Eleven years after he came to Kolkata and decided to settle here, director Jean-Frederic Chevallier’s Trimukhi Platform has established itself in Borotalpada village, Paschim Medinipur, where he has introduced young Santhals to avant-garde performance. Their latest production, Homemade Theatre, took place last weekend at Goethe-Institut/Max Mueller Bhavan as part of the latter’s Five Million Incidents year-long project celebrating their diamond jubilee in India and the centenary of the Declaration of the Independence of the Mind famously signed by Tagore, Rolland, Russell, Einstein and many others.
India needs reminding of that visionary statement today, with which Trimukhi syncs artistically, for its entire approach is open-minded and independent, breaking fixed ideas about what constitutes theatre. The only query concerns the particular techniques adopted, many of which derive from routine postmodern practice: anti-narrative, non-linear, impressionistic, employing found spaces, video and text projection, amplified electronic soundtrack. This acceptance of the international standard, paradoxically, supports homogeneity and undermines difference. Chevallier could consider relying less on digital media and cultivating the Santhals’ acoustic liveness more, as well as improvisation with the audience.

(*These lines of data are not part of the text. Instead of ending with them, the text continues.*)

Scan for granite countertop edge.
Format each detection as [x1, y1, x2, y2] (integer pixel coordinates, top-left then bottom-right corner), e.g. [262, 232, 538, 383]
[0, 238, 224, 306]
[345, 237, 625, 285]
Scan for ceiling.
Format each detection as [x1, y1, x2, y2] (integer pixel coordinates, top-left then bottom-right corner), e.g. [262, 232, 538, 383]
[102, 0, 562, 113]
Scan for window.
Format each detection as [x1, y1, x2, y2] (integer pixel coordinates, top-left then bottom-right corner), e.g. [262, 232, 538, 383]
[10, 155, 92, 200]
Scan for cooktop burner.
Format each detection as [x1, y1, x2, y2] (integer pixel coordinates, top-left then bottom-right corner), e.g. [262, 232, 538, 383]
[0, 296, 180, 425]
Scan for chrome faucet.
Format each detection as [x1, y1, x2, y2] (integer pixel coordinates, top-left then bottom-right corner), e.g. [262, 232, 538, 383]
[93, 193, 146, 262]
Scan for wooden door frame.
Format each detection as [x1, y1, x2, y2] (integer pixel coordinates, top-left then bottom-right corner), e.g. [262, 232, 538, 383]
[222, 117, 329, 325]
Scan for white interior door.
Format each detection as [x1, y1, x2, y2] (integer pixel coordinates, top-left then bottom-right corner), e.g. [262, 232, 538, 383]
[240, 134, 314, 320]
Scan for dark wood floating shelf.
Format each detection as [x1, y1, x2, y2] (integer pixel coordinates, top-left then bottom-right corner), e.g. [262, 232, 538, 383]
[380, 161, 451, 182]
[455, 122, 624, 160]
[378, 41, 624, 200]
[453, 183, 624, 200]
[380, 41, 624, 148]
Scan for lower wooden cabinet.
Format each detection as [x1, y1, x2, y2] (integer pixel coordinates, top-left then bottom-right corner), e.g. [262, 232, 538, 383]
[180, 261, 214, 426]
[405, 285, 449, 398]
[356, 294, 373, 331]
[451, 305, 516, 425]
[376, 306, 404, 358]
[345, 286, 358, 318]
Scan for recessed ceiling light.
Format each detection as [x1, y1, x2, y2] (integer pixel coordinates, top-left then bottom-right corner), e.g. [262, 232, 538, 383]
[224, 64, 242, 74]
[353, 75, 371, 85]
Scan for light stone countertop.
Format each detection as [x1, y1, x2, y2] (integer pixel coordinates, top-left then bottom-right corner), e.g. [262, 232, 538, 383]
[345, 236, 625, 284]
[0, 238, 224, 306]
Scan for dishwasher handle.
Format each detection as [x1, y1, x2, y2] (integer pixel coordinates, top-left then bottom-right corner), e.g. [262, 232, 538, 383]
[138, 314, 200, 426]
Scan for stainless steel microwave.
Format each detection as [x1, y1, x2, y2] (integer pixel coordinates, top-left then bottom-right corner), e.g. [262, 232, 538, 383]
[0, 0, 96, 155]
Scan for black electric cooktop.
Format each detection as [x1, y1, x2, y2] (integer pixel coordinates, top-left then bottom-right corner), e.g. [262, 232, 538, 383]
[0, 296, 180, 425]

But he has an unerring eye for spatial theatricality. Essentially a site-specific performance, Homemade Theatre walked its spectators through four spaces within the capacious Max Mueller Bhavan – itself so futuristically designed – utilizing every area except the cafe, the sunken lounge and the staircase to the reading room upstairs. Starting in the reception where actors arrived through the entrance and passed down the corridor parallel to the figures screened on the facade, then framed themselves outside the auditorium doorways as we watched from inside, next posed on sliding ladders along the library shelves, it ended in a tour de force on a hidden open-air balcony (where I noticed with organic pleasure that MMB grows corn and chillies) overlooking Royd Street as they appeared surprisingly at windows above.
Chevallier’s captions cautioned us against symbolic meaning. I took back with me images and rhythms: the innovative play of darkness, shadow and light (not the torches shined on faces – an old method), the excitingly dangerous swinging of wires attached to bulbs, and the youths stepping in Santhal unison to the recorded music. I also heard MMB’s undiscovered, flexible studio theatre crying out to experimental groups, “Please use me!”